Es geht um den «Angelina-Jolie-Effekt». Zuvor schon gab es Hinweise, dass es diesen Effekt gibt – beispielsweise
meldete das Berner Inselspital im Mai, dass man in der Brustkrebs-Beratung seit Mai 2013 zu «weit mehr» Anfragen nach Gen-Tests und vorbeugenden Massnahmen ab.
Die Starschauspielerin hatte im Frühjahr 2013 in einem
Beitrag in der «New York Times» bekanntgegeben, dass sie aus genetischen Gründen sehr gefährdet ist, Brust- und Eierstockkrebs zu bekommen. Deshalb habe sie sich entschlossen, ihre Brüste amputieren zu lassen – mit anschliessenden plastischen Massnahmen.
Mehr Wissen um Rekonstruktionen
Öffentlich
machte sie dann – ein Jahr später – auch, dass sie sich Eierstöcke und Eileiter entfernen hatte lassen, auch dies, um das Risiko einer Tumorerkrankung zu minimieren.
Beide «Outings» fanden bekanntlich einen sehr breiten Niederschlag in allen Medien und sozialen Foren, auch im deutschen Sprachraum.
Zu den Folgen gehört nun offenbar, dass sich signifikant mehr Frauen mit Brustkrebs, seinen genetischen Ursachen und der Idee einer Mastektomie auseinandersetzen. Und mehr Frauen als vor Jolies Bekanntgabe wussten auch, welche Möglichkeiten einer nachfolgenden Brust-Rekonstruktionen bestehen.
Mehr Wissen um Operationsabläufe
Die besagen Daten aus Graz. Die vier Autoren von der medizinischen Fakultät hatten schon vor Jolies Publikation im Frühjahr 2013 rund 1'000 Frauen zwischen 18 und 65 über ihr Wissen um Brustkrebs und die Rekonstruktions-Möglichkeiten befragt.
Nach der ersten «New York Times»-Publikation folgte – im Juni 2013 – eine zweite Befragung eines ähnlich grossen Samples zum Thema. Dabei ergab sich, dass ein um 4 Prozentpunkte höherer Anteil wusste, welche schönheitschirurgischen Möglichkeiten bestehen.

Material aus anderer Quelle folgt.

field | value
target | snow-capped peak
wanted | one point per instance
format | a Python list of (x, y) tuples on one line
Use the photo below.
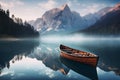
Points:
[(116, 7)]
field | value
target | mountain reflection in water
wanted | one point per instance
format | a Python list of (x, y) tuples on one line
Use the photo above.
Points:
[(39, 54)]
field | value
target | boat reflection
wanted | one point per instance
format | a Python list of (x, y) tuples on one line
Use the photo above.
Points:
[(109, 55), (83, 69)]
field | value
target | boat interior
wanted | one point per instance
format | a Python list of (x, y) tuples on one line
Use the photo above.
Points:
[(75, 52)]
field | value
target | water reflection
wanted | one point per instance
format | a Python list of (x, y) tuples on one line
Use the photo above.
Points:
[(50, 58), (46, 57), (14, 50), (80, 68), (109, 53)]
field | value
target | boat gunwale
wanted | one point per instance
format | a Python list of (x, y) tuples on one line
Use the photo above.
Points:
[(81, 56)]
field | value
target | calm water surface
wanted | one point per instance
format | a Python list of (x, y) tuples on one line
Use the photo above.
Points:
[(31, 60)]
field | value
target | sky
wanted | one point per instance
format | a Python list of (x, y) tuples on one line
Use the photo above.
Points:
[(33, 9)]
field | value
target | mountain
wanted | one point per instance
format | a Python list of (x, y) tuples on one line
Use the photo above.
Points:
[(91, 18), (108, 24), (59, 19), (14, 27)]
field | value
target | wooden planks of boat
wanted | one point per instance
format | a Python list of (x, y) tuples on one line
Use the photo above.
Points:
[(79, 56)]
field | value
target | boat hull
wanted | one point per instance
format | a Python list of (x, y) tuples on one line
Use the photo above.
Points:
[(86, 60)]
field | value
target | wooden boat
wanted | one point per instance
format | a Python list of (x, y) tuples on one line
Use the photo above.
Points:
[(79, 56)]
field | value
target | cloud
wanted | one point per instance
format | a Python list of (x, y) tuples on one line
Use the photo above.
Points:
[(11, 4), (47, 5)]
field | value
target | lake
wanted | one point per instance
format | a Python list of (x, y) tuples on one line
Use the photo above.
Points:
[(40, 60)]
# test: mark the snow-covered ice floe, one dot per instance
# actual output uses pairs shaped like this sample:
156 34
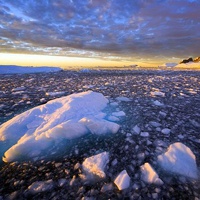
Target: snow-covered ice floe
94 166
149 175
40 128
179 159
122 181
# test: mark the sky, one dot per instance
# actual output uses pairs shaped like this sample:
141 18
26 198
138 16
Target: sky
71 33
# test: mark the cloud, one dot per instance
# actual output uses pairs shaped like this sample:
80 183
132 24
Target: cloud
121 29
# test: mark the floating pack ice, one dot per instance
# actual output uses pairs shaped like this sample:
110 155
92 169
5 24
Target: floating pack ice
68 117
179 159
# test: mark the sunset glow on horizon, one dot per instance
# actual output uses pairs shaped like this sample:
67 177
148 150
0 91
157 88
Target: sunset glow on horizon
98 33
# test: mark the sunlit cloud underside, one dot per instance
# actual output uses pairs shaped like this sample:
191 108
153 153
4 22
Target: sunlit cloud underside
98 32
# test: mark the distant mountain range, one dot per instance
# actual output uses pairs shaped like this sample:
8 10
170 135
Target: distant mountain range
196 60
13 69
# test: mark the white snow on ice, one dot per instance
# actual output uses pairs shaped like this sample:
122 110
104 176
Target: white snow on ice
46 125
179 159
158 93
149 175
13 69
94 166
122 181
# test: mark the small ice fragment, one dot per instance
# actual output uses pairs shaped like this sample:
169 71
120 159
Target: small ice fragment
166 131
119 114
123 180
136 129
126 99
158 103
95 165
149 175
144 134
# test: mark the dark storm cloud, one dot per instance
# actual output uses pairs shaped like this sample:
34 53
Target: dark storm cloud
115 28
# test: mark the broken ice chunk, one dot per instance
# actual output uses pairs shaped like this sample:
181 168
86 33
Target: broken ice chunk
149 175
179 159
94 166
122 181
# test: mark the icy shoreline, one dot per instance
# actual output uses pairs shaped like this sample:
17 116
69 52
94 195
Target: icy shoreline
146 132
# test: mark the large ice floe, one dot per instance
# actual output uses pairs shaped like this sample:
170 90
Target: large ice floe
38 129
179 159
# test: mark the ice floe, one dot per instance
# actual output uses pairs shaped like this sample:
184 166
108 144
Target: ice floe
94 166
179 159
41 186
149 175
122 181
64 118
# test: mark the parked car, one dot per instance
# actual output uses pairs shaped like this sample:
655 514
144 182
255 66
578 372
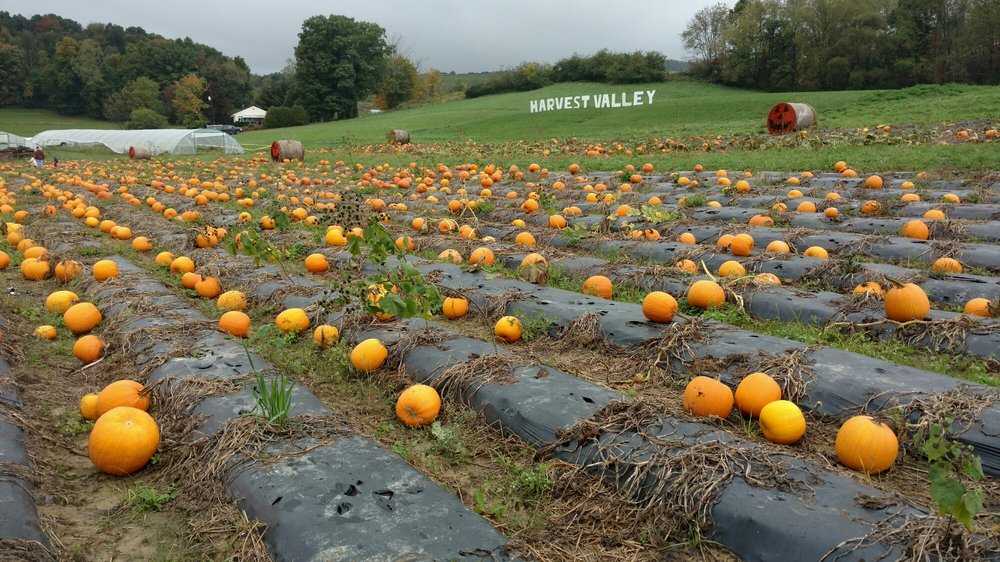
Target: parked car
229 129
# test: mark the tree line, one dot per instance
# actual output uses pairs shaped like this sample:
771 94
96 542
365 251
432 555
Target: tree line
846 44
112 72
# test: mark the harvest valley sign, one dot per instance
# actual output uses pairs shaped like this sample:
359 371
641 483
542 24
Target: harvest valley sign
597 101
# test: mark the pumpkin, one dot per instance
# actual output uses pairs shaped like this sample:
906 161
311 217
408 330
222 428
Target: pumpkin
598 286
124 392
88 406
46 332
525 239
235 323
82 317
59 302
782 422
123 440
705 294
755 391
326 335
208 287
704 396
777 247
732 268
418 405
978 307
455 307
946 265
88 349
369 355
34 269
916 229
316 263
508 329
906 302
659 306
817 252
482 256
182 264
866 445
741 245
292 320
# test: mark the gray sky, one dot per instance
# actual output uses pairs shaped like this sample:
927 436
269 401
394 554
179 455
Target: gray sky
459 35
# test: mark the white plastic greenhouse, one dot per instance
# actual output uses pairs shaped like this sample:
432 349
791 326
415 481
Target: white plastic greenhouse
148 141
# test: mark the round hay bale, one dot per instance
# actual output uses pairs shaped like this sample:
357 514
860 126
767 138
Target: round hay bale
139 153
790 117
398 136
287 150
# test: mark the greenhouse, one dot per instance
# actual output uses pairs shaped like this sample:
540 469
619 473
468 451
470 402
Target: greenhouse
146 141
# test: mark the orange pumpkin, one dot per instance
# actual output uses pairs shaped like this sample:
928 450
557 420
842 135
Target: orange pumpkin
598 286
704 396
906 302
866 445
755 391
123 440
418 405
659 307
124 392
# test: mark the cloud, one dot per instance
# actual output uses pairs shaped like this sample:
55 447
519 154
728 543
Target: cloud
459 35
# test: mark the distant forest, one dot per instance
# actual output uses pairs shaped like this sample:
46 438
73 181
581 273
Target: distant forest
846 44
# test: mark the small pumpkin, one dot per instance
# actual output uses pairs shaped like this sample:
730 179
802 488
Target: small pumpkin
508 329
454 308
782 422
906 302
369 355
598 286
418 405
82 317
866 445
755 391
292 320
659 306
705 396
124 392
123 440
705 294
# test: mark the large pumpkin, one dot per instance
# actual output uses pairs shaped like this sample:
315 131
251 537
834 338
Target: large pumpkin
866 445
123 392
82 317
369 355
123 440
755 391
418 405
704 396
906 302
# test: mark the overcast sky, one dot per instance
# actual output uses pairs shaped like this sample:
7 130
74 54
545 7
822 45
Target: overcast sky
459 35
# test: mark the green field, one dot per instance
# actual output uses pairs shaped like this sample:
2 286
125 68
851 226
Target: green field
28 122
681 108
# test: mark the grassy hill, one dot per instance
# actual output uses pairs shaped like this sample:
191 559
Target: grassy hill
680 108
28 122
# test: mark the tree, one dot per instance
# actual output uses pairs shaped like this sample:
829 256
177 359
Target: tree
145 118
187 101
141 92
704 37
13 74
399 82
338 61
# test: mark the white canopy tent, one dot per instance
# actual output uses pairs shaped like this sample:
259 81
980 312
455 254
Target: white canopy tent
155 141
252 114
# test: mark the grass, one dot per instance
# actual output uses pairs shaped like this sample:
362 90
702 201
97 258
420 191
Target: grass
958 366
681 108
29 122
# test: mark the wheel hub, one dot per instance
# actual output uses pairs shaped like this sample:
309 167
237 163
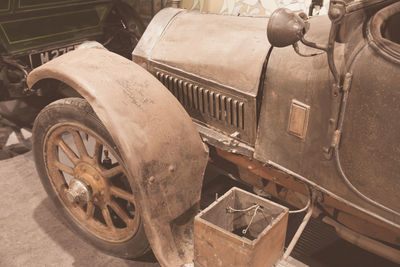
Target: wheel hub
87 185
78 192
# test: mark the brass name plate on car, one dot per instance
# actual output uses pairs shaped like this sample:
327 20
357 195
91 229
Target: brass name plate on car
298 119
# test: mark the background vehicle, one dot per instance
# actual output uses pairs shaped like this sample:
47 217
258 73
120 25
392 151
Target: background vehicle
325 135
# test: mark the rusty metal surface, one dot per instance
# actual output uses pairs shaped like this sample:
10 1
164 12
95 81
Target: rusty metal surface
215 80
292 190
159 144
370 151
312 85
232 54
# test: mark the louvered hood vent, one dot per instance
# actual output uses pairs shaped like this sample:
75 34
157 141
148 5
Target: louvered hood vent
207 102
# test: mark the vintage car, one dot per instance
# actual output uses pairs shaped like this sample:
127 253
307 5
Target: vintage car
35 31
305 110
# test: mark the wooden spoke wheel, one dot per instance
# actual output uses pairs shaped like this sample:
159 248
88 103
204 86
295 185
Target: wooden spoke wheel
81 170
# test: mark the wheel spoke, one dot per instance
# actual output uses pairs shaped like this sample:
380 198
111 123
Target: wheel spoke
107 217
64 168
68 151
90 210
120 212
112 172
122 194
98 150
79 144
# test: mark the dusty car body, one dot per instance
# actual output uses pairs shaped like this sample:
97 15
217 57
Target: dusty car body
299 124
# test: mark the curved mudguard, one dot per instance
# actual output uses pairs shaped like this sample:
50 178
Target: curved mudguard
158 142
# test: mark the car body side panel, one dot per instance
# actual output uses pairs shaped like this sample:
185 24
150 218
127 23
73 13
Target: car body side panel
159 144
370 147
292 80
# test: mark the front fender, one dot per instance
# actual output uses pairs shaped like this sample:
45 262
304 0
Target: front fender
159 144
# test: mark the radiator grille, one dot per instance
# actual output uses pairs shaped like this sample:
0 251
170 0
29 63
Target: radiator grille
208 102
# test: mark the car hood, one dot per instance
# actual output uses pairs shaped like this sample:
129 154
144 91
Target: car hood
227 50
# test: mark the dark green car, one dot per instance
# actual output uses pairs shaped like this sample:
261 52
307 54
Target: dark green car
33 32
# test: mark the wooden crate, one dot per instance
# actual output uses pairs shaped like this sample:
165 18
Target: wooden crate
218 231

Interessanterweise gewann die Tatsache, dass dabei körpereigenes Gewebe verwendet werden kann, dank Jolies «Outing» weitaus stärker an Bekanntheit (plus 11 Prozent); und um 19 Prozentpunkte mehr der befragten Frauen wussten danach, dass Mastektomie und Rekonstruktion in derselben Operation bewältigt werden können.
Mehr Wissen gleich besser informiert?
Bereits im Februar hatte
eine Untersuchung in den USA ergeben, dass die Bereitschaft, sich auf BRCA-Mutationen testen zu lassen, nach Angelina Jolies Ankündigung spürbar gestiegen war: Die Quote kletterte von 2,5 auf 10'000 Frauen im Monat davor auf bis zu 3,5 in den Monaten danach. Wobei der Zuwachs bei weissen Frauen der Altersgruppe von Jolie (35-49) besonders klar schien.
Und dann? Ob die Betroffenen nun besser informiert sind, ist immerhin ein anderer Punkt.
Eine grosse Befragung, ebenfalls durchgeführt in den USA, fand beispielsweise heraus, dass das Wissen um Angelina Jolies Eingriff und ihre Problematik weit verbreitet war – doch dass weniger als 10 Prozent der Frauen in der Lage war, die Risikosituationen im Zusammenhang mit der BRCA-Mutationen einzuschätzen.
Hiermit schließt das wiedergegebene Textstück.